NT 4.0 Workstation, Windows 2000 Professional and XP Professional all come with a limit of ten simultaneous connections. When there are more than ten active connections, you might see one of the following:
The page cannot be displayed There are too many people accessing the Web site at this time. |
or
| HTTP 403.9 - Access Forbidden: Too many users are connected |
These operating systems should be used for testing your ASP applications, not deploying them or hosting them in the real world. You will need to get a flavor of Server to do this. If you are developing locally and find that you are triggering this error even from the traffic of one or two users, disable HTTP Keep-alives for the site. These can maintain connection counts even for inactive users, but if you disable them, you will be much less likely to see adverse affects from local development. RIght-click the web site in Internet Services Manager, hit Properties, and on the Web Site tab, there is a checkbox labeled "HTTP Keep-Alives Enabled." Uncheck this box, hit Apply, OK, and exit Internet Services Manager. You may need to restart the IIS service for the change to be applied. See
KB #262635 for more information.
You can also see
KB #122920 for information about inbound connection limitations in NT 4.0 Workstation or Windows 2000 Professional, or
KB #314882 for a Windows XP version.
But come on, is there a workaround? Well, yes, there is, though I don't recommend it.
It's been suggested to use Apache or another web server that runs in Windows (though you won't be able to use ASP without a third party product, obviously; see
Article #2181). The limitation in Workstation / Professional is enforced at the IIS level, not the TCP level, so it is possible to use a different web server to bypass the limitation — but you will still be violating your license agreement.

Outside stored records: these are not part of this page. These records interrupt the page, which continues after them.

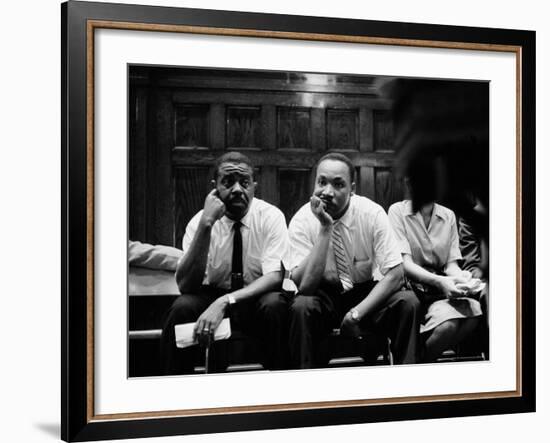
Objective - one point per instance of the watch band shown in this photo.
(231, 299)
(354, 314)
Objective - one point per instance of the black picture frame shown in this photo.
(78, 422)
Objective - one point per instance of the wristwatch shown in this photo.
(354, 314)
(230, 299)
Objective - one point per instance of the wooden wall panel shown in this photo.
(295, 188)
(162, 228)
(191, 187)
(192, 125)
(343, 129)
(383, 131)
(181, 121)
(137, 168)
(243, 127)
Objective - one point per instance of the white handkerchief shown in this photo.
(184, 333)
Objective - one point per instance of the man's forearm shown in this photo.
(266, 283)
(309, 273)
(419, 274)
(191, 268)
(392, 282)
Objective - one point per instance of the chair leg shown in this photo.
(389, 354)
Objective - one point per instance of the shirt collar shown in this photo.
(347, 218)
(437, 211)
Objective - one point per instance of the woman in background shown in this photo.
(429, 244)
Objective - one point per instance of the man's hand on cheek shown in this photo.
(214, 208)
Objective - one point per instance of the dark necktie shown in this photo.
(340, 258)
(237, 259)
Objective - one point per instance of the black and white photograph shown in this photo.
(282, 220)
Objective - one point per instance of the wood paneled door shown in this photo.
(182, 119)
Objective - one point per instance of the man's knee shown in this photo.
(304, 306)
(407, 302)
(448, 328)
(183, 310)
(273, 304)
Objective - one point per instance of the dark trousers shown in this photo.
(264, 317)
(312, 317)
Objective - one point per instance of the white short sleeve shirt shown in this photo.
(369, 241)
(431, 247)
(265, 244)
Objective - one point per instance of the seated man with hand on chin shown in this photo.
(232, 254)
(336, 240)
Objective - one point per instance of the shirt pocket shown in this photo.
(253, 265)
(362, 270)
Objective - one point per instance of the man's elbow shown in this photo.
(185, 284)
(397, 277)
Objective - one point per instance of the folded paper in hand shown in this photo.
(184, 333)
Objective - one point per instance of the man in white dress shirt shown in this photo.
(231, 265)
(337, 240)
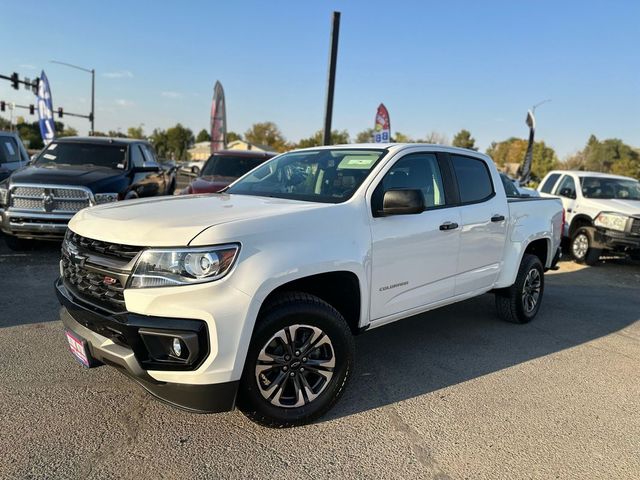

Given that you are already using a lower-powered operating system by nature, you might think hard before allowing everyone in your office (or worse) free reign over your machine by utilizing this workaround. In other words, it might be time to move your application to the Intranet server, your data center, or to a real live hosted solution, rather than continue trying to "get by" with using your desktop to serve content to more than a handful of people.